Contar con un buen grano de café es clave para quedarte con más clientes



Aunque para un negocio de hostelería el importe que se gana por cada café puede parecer insignificante, en realidad no sólo es uno de los productos con el que se obtiene mayor margen de ganancia, sino también con el que se atrae a más clientes de forma regular.

 

 

 

Ofrecer un buen café a nuestros clientes es un esfuerzo que debemos hacer para premiarlos por su fidelidad y para conseguir que regresen a tu local. Pero… ¿Sabes escoger un buen café en grano para preparar una taza de café de calidad?

Variedades de café

Las diferentes tipos de granos de café: son Coffea canephora y Coffea arabica.

Coffea canephora:

Presente en Congo, Sudán, Uganda, así como en noroeste de Tanzania y Angola.  Se conoce como Robusta, y aproximadamente un 35% de los granos de café consumido en el mundo es de esta especie.

El café preparado con granos Robusta es más fuerte y amargo, y contiene más cafeína.

Las variedades de esta especie suelen dar grano pequeño y son conocidas como Conilon, Koulliou o Quillou.

Coffea arabica:

Un 60% del café comercializado en el mundo corresponde a la especie arábica.  Es el café de mejor calidad en taza, y es conocido como café arábigo.

El café preparado con arábica suele tener más acidez, cuerpo medio y un aroma afrutado. Los principales productores de café arábica son Colombia, Etiopía, México y Centroamérica (Costa Rica, Guatemala) .
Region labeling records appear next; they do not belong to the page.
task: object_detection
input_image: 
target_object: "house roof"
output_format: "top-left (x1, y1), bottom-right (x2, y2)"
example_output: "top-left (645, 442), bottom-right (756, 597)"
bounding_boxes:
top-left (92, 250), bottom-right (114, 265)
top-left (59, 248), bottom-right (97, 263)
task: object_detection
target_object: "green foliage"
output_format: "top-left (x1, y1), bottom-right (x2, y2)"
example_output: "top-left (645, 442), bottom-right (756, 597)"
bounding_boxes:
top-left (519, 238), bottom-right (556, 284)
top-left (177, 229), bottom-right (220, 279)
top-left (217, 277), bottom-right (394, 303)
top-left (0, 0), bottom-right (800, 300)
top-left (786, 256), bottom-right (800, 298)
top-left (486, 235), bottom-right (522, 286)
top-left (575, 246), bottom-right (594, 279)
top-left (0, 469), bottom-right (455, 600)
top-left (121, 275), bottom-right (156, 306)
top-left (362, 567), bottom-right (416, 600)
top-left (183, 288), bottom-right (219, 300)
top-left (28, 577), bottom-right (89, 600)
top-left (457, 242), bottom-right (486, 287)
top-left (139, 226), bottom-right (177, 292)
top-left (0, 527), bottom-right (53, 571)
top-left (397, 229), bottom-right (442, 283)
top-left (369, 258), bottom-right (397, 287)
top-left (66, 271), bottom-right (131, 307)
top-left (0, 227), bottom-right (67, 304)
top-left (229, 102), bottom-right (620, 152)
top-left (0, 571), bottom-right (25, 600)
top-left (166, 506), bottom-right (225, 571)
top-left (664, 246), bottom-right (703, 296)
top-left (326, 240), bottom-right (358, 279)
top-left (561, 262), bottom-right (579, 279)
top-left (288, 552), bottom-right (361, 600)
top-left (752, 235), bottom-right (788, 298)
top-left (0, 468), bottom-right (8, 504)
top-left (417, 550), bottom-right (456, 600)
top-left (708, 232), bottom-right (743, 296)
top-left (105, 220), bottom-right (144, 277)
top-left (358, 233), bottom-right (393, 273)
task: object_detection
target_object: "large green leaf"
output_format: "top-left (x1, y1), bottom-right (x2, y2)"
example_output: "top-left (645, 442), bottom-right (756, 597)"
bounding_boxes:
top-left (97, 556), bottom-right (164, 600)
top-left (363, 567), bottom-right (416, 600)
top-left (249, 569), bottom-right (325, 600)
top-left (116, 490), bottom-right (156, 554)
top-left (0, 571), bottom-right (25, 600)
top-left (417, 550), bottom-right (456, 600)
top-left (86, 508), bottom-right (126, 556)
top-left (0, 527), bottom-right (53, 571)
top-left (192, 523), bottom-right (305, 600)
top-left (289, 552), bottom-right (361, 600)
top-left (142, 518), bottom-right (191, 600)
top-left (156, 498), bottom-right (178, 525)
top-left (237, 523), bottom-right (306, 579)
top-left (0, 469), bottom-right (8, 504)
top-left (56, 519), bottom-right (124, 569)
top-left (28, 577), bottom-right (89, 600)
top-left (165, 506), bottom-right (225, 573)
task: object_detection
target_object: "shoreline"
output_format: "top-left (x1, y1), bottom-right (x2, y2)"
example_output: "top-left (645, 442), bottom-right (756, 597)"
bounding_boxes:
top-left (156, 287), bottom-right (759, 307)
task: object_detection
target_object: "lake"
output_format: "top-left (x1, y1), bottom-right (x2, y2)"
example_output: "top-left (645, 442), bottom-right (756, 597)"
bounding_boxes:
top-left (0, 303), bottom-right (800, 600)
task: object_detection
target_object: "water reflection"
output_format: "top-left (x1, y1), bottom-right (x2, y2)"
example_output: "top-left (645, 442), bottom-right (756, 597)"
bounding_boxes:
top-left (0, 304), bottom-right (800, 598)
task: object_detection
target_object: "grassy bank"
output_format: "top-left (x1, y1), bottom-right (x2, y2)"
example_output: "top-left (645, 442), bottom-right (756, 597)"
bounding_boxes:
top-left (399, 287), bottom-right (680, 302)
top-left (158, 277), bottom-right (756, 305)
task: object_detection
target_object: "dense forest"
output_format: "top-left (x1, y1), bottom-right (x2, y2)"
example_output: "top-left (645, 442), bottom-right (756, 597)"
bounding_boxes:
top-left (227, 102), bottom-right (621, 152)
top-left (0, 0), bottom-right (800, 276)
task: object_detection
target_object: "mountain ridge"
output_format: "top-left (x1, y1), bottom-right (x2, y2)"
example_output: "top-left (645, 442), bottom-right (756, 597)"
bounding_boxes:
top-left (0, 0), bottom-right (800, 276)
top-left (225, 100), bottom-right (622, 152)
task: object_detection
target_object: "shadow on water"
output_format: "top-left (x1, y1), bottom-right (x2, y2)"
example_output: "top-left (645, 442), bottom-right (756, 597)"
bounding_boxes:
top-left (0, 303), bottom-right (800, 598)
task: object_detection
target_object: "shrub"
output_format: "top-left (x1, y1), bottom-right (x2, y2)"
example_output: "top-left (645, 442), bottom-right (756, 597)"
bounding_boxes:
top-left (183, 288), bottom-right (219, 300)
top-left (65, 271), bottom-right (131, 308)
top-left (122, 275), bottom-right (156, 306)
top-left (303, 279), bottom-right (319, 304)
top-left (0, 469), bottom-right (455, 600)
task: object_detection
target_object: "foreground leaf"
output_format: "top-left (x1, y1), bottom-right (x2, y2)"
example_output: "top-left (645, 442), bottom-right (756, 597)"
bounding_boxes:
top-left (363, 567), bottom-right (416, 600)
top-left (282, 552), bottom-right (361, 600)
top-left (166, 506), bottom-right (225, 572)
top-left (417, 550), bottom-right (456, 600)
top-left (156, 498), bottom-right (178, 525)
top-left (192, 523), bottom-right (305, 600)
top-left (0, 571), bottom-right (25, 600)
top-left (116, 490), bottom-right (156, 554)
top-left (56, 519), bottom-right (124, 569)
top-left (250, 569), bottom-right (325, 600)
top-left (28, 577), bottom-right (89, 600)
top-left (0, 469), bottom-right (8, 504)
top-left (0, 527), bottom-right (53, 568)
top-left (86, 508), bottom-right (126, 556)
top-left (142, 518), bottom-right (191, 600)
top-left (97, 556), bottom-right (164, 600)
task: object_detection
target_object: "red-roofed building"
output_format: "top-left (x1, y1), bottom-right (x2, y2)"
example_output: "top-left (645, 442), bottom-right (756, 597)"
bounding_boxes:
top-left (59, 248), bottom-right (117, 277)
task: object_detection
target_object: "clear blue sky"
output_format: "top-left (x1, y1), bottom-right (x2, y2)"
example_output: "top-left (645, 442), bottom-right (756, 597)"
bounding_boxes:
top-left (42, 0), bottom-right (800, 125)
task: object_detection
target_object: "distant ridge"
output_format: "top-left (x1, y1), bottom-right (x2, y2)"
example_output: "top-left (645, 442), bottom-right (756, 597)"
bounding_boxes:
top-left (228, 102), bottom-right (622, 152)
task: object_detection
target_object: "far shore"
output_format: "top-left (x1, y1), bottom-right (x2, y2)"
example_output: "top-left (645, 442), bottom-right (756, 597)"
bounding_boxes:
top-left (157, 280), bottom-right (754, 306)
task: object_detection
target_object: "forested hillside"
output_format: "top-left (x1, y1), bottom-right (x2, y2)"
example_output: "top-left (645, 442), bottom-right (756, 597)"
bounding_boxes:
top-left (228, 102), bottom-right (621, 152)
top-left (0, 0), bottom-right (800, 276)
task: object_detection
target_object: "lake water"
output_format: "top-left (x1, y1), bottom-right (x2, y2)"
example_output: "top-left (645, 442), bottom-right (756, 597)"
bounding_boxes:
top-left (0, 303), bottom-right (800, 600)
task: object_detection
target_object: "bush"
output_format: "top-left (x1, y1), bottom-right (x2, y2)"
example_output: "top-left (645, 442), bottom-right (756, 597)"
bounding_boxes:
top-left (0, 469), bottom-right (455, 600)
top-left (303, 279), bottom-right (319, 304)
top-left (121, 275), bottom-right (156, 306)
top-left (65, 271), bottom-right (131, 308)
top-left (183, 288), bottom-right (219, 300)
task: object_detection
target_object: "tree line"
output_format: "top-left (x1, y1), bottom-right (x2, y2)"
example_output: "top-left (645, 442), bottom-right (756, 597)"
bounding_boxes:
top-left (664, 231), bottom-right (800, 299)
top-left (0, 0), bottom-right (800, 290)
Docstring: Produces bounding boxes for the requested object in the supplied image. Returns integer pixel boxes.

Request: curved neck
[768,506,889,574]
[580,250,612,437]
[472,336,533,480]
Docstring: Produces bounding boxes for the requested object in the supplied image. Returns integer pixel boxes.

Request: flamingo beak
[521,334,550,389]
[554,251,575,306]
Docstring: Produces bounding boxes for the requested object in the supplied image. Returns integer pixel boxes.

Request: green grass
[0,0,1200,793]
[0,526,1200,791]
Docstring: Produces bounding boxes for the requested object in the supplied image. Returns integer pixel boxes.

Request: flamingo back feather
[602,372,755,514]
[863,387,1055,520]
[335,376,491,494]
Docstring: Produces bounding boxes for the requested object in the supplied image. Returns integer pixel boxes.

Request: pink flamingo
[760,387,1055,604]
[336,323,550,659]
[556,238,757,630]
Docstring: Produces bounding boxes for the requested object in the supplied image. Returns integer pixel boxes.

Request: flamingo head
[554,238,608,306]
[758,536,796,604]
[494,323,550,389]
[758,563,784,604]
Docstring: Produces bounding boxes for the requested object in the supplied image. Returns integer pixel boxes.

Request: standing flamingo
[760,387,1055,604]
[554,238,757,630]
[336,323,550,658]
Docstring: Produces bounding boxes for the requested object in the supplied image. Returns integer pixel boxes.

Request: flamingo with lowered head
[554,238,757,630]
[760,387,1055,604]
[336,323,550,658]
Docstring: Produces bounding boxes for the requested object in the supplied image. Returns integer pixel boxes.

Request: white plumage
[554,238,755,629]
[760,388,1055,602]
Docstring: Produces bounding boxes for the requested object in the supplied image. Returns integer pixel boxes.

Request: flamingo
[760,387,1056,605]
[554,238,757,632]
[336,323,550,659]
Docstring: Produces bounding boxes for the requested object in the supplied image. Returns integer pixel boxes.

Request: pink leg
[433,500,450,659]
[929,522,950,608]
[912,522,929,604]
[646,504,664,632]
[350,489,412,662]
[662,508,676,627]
¿Cómo saber si un café es de calidad?

Hay varios atributos propios del café que se deben valorar:

Aroma:

El olor de café tostado en grano es tan bueno, que muchas personas consideran que es incluso la razón por la que toman café.

Sabor:

Un buen café debe tener un sabor suave, dulce, ácido, afrutado, pronunciado.  No debe ser un sabor que se pierda pronto, debe perdurar independientemente de los gustos de cada quien. Para algunos el café debe ser fuerte, para otros no tanto, hay quienes lo disfrutan sin endulzar y otros sacrifican el sabor del café por el del endulzante.

Cuerpo:

El cuerpo del café es una característica bastante difícil de diferenciar para un cliente normal, pero un catador podría decir que con el cuerpo nos referimos a la persistencia del sabor en la boca, en como se desliza de la boca a la garganta.  Se puede clasificar un café como con cuerpo completo, moderado o balanceado.

Las cafés de más cuerpo son aquellos producidos en zonas con temperaturas más altas y menos altitud.

Acidez:

En su grado justo, es una de las características indispensables de un café excelente, suele también estar relacionado con la altura y temperatura de cultivo, pero también puede ser afectado por el manejo post-cosecha.

  • Impresión Global:

Esta es una valoración global del producto.  El sentido del olfato percibe el olor, mientras que a través del gusto disfrutamos del sabor, cuerpo y acidez.

Aún consumiendo siempre arábica o robusta, no siempre tendrás las mismas características organolépticas.

Estos atributos de calidad dependen de:

  • Especie y variedad de la planta
  • Altitud y latitud del cultivo, que influyen en la temperatura, características de la tierra y el clima.
  • Procesos de producción del café. Algunos de los factores que pueden afectar negativamente el café:

- Recolección: el café debe ser recolectado cuando esté en su punto ideal de maduración, si no es así, no habrá una buena calidad final.
- Condiciones del cafeto: no se debe comercializar café que haya sido afectado por enfermedades
- Fermentación: la calidad se reduce cuando el grano ha sido fermentado en exceso.
- Conservación: Si no se conserva adecuadamente también pierde calidad, ya que no tendrá la humedad necesaria.

Así que si quieres ofrecer a tus clientes lo mejor en café, busca proveedores de café de calidad y pregúntales sobre los mejores productos que puedes ofrecer en tu cafetería, bar o restaurante. Y no olvides que tener una buena materia prima es importante pero también es primordial contar con una cafetera puesta a punto y saber preparar un buen café.